[Edward MacDowell by Lawrence Gilman]@TWC D-Link bookEdward MacDowell CHAPTER 12/67
He spoke of him as "a marvel," whose technique "seemed mysteriously capable of anything." "When I went to him," MacDowell has said, "I had already transposed most of the fugues and preludes of Bach (Paris ideas of 'thoroughness'!) and had gone through much rough technical work. Heymann let me do what I wanted; but in hearing him practise and play I learned more in a week than I ever had before." When Heymann, who had already begun to show symptoms of the mental disorder which ultimately overcame him, left the Conservatory in 1881, he recommended MacDowell as his successor--a proposal which was cordially seconded by Raff.
But there were antagonistic influences at work within the Conservatory.

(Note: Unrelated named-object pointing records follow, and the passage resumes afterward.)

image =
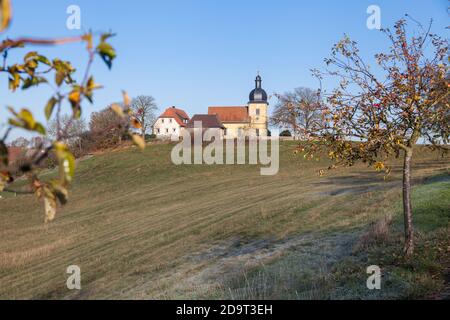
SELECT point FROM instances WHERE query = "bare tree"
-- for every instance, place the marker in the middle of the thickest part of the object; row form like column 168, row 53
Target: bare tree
column 298, row 110
column 144, row 108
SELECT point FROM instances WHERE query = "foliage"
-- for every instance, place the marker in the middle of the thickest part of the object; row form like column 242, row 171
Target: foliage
column 35, row 70
column 285, row 133
column 144, row 108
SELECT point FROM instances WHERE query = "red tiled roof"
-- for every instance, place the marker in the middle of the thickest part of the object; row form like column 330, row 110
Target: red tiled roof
column 178, row 114
column 207, row 120
column 230, row 114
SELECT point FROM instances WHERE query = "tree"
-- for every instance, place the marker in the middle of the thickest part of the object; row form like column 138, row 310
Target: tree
column 298, row 110
column 369, row 118
column 34, row 70
column 144, row 108
column 74, row 128
column 20, row 142
column 107, row 128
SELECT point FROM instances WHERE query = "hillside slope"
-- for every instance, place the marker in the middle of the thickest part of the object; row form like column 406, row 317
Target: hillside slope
column 140, row 227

MacDowell's candidacy was opposed by certain of the professors, on account, it was said, of his "youth"; but also, doubtless, because of the advocacy of Heymann, who was not popular with his colleagues; for he dared, MacDowell has said, "to play the classics as if they had been written by men with blood in their veins." So MacDowell failed to get the appointment.
He continued, unofficially, as a pupil of Heymann, and went to him constantly for criticism and advice. MacDowell began at this time to take private pupils, and one of these pupils, an American, Miss Marian Nevins, was later to become his wife.
He was then living in lodgings kept by a venerable German spinster who was the daughter of one of Napoleon's officers.